All I can remember is standing there waiting, then he was there, and then it started and the sudden pain as I doubled up and struggled to breathe, one punch to the stomach was all it took. I fell to the ground to protect myself, a few kicks maybe landed whilst I was there but then somehow I was getting up and running away.

I’ve not been in a fight since.

I sometimes wonder how I would react now. Back then, as a weedy little kid, I wasn’t confident at all, being more of a book worm than an athlete. I still am, but I’m also a large man, just over 6′ tall, heavy built, and part of me hopes that’s enough to put off any random altercations because, frankly, if someone did throw a punch at me, I have no idea what I’d do.

In my mind I’d react with speed and precision, I’d block or duck out of the way, throw a counter-punch whilst simultaneously moving my weight to make sure my next movement would put my opponent on the ground with a simple trip. I’ve watched UFC, I know the theory of how this would work, yet I get the feeling that the reality would be very different.

In reality I’m unlikely to have the cat like reflexes that I imagine, so I’ll get hit, my body will freeze in shock and denial as the adrenalin floods my system at which point I’ll either turn and run or try and tackle the person to the ground so they can’t punch me again. Hopefully there my, er, superior weight will be in my favour.
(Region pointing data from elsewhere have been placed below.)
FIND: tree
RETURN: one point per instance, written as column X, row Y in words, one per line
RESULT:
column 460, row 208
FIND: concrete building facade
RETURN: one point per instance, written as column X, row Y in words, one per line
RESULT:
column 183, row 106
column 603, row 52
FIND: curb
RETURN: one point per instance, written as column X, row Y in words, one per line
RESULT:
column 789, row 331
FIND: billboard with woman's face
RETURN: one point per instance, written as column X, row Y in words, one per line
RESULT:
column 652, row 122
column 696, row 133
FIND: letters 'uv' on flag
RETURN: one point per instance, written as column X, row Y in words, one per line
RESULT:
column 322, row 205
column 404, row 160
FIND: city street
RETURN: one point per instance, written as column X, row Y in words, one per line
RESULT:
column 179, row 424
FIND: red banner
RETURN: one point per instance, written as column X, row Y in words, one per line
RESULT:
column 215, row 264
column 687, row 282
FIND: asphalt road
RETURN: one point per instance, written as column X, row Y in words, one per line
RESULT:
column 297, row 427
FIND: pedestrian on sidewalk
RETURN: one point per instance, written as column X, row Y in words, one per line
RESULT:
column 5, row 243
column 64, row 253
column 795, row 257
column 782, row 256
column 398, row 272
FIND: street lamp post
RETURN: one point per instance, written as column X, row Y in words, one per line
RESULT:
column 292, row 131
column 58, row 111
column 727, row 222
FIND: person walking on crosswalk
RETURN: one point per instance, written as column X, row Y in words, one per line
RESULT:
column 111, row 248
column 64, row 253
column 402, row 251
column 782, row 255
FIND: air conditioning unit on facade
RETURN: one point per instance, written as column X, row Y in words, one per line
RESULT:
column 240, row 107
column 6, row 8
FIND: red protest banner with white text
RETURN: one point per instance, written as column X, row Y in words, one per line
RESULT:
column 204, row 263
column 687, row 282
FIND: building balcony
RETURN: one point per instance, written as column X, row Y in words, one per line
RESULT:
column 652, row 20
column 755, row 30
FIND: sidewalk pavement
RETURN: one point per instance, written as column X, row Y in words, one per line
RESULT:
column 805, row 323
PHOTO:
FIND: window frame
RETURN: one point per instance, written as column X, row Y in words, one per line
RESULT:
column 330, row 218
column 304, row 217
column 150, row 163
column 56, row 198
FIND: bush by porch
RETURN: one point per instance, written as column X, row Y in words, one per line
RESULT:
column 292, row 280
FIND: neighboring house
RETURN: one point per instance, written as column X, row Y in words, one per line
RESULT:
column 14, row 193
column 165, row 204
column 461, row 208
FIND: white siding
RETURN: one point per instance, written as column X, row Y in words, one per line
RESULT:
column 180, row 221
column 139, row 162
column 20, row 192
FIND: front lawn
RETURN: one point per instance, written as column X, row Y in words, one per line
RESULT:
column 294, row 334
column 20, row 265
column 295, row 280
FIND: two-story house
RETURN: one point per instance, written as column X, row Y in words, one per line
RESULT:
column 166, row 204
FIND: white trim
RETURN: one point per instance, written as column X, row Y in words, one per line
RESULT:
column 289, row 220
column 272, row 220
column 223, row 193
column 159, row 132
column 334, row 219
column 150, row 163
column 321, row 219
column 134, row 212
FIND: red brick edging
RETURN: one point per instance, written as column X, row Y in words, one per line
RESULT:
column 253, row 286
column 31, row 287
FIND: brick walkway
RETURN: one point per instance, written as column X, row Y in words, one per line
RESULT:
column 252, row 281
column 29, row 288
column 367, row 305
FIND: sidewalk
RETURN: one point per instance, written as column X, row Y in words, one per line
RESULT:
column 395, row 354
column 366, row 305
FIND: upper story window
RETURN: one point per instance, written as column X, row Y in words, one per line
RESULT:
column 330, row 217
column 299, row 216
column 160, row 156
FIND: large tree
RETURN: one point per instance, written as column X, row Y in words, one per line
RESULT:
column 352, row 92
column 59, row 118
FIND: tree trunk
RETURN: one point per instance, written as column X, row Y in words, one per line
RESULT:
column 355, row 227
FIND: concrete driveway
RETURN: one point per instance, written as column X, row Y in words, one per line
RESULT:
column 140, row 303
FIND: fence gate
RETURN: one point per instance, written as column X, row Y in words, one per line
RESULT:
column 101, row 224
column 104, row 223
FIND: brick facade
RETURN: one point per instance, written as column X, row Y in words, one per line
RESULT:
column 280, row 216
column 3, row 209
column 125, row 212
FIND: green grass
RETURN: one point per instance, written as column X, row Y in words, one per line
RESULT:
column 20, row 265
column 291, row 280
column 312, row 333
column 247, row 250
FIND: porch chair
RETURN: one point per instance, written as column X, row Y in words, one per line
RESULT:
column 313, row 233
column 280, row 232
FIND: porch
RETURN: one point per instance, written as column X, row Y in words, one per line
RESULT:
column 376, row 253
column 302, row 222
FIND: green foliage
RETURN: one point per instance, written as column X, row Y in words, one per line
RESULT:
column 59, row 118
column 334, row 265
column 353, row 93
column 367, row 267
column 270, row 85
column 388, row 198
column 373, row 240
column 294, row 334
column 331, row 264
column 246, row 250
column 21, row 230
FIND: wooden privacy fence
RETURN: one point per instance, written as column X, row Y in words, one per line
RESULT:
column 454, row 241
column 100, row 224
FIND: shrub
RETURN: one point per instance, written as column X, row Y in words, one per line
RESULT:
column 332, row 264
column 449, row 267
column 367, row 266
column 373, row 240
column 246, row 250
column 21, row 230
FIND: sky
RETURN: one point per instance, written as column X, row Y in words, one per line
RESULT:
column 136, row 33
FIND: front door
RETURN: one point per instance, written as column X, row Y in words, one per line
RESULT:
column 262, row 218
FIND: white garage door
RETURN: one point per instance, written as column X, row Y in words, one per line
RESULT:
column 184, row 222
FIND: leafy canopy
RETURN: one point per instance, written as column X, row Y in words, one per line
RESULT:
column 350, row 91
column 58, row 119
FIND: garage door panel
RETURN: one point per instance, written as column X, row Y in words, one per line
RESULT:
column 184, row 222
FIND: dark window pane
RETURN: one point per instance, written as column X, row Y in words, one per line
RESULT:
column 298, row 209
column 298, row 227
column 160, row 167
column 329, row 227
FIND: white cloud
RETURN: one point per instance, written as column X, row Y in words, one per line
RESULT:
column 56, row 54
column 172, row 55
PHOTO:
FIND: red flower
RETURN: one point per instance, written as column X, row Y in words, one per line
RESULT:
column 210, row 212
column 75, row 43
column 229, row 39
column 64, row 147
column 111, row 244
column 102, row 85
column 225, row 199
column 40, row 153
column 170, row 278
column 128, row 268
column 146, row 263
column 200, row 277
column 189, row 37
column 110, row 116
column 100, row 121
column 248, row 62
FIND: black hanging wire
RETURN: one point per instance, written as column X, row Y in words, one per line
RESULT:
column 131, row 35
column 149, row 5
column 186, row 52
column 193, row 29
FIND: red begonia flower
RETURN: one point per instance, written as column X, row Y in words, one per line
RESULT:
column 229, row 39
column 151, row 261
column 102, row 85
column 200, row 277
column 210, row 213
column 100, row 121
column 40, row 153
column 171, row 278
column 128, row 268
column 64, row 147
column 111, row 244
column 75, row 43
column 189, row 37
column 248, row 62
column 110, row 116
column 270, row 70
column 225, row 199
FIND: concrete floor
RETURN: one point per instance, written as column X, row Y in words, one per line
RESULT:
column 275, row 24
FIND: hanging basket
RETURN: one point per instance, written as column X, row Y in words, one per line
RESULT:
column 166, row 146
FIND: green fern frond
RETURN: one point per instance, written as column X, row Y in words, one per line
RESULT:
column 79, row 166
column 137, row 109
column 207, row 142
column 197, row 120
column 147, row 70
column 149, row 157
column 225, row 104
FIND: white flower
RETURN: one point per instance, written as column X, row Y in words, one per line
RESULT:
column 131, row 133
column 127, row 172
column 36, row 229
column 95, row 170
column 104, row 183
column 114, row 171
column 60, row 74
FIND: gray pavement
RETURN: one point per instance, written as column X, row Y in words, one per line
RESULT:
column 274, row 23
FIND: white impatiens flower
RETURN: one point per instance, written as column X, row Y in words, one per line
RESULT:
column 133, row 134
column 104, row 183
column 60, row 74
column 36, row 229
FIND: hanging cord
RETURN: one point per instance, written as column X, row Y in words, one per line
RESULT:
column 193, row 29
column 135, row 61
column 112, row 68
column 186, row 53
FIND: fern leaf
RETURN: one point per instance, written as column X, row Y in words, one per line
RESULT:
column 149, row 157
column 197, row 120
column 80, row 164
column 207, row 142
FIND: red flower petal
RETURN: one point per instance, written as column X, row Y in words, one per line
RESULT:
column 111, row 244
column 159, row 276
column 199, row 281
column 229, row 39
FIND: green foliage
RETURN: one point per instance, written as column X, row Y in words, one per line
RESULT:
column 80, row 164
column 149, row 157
But really, I just hope I never find out.

bookmark_borderLove

It is rightly hard to put into words.

It can be raw, deep, and fleeting, all at the same time.

It can bring comfort, joy, security, and a sense of quiet peace to your life.

It doesn’t matter where it comes from, and I’ve found it best not to question it too strongly.

And no, I can’t explain it to you, not properly.

And as cliched as it is, once you’ve found it you’ll know and you’ll realise how much it means to you.

Once you have it, you’ll find the world changing around you in the best of ways.

There are many forms of love, mostly when we think of love we think of partners and the emotional connection they share, or perhaps the love of a caring family is the first thought in your mind, or yet still the trusted love of kinship with your closest friends.

A few years ago I made a point of telling all the people in my life that I truly care about, that I love them. It sounds easy but it really isn’t, which is awful to realise, awful to hit that moment and find yourself a little bit tongue tied and unsure if you should say it and what will the other person think and so you stutter and fumble your way throughout.

But like most things, with practice it gets a lot easier.

And that’s the thing, the more you say it, the easier it gets, and the more you put it out there, the more you get back. It’s a wonderful circle, and given how much hatred we see on TV these days, all over the news, in the media, on social media, I think we all need to put out MORE love to try and get things back in balance.

And you, dear reader, in my own way I love you too, I love you for taking the time to visit this little corner of the internet and reading these words.